Quando ci arriva il codice giallo – e i pazienti con coronavirus raggiungono almeno quel livello – dobbiamo per forza accendere le sirene durante l’intervento. Sono l’autista e ho difficoltà ad azionarle in questi giorni: è l’unico rumore che si sente provenire dalle strade. Mi rendo conto che generano ansia, ma non abbiamo alternative. Riesco a spegnerle solo un attimo prima di arrivare sotto l’abitazione del malato. Almeno così evito che tutti si affaccino da balconi e finestre per seguire il trasbordo.
Quanto potrete andare avanti con questi ritmi?
Spero che sabato sia stato il giorno del picco. Andare avanti così sarebbe davvero dura. Se non siamo arrivati al momento più intenso dell’epidemia, non so come faremo. Per questo dico a tutti: state a casa.

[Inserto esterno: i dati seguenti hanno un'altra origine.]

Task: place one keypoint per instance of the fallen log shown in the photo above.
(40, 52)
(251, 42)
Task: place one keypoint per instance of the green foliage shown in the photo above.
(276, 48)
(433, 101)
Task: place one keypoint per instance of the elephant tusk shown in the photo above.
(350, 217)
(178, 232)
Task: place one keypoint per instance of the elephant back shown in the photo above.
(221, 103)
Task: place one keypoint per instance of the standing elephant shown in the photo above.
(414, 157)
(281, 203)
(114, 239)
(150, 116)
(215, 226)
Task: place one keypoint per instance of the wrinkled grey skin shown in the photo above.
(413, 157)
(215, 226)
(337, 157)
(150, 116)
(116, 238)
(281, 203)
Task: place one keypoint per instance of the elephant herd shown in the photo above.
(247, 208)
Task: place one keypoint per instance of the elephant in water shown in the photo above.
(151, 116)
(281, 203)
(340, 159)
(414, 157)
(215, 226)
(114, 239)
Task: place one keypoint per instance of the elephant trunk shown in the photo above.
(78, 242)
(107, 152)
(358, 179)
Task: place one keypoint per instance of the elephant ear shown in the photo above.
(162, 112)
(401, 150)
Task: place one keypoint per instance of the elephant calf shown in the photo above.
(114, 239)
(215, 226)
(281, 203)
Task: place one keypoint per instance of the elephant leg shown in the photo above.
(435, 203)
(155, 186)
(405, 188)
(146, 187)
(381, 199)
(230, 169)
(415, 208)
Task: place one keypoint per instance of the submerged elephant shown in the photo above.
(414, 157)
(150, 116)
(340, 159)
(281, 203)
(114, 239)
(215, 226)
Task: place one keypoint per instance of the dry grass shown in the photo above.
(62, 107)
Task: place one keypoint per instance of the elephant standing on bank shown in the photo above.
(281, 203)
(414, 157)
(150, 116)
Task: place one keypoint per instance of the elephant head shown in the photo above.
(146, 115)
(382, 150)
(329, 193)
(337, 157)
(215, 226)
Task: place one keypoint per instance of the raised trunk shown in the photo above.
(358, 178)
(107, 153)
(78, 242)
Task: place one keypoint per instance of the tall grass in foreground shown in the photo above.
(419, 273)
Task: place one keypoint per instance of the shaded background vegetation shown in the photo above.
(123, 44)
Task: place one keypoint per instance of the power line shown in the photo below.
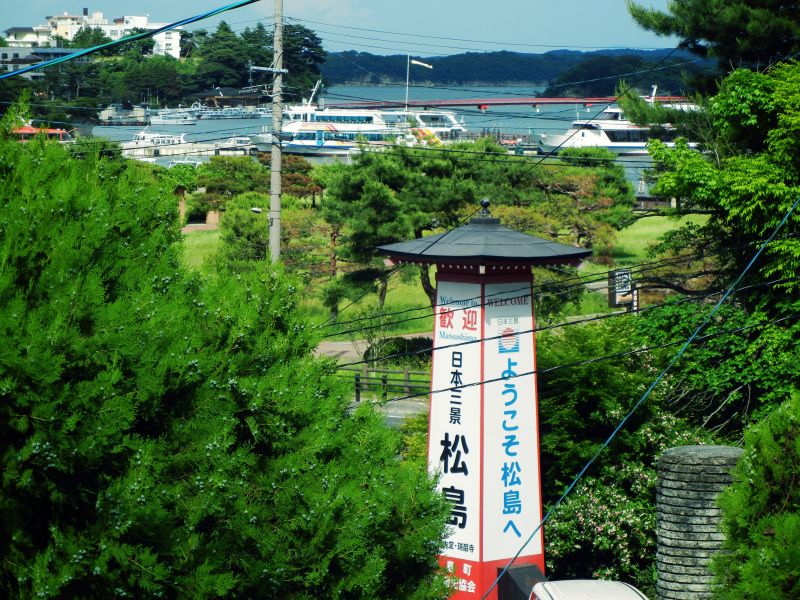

C’è ancora troppa gente nelle strade?
Sì, assolutamente. Non uscire è una forma di rispetto per gli altri. Penso ai runner, tanto criticati in questi giorni. Magari non infettano nessuno né rischiano la propria salute, ma se subiscono un infortunio e hanno bisogno di un’ambulanza finiscono per rallentare il soccorso dei malati di coronavirus. E fosse anche solo un caso, oggi, non possiamo permettercelo.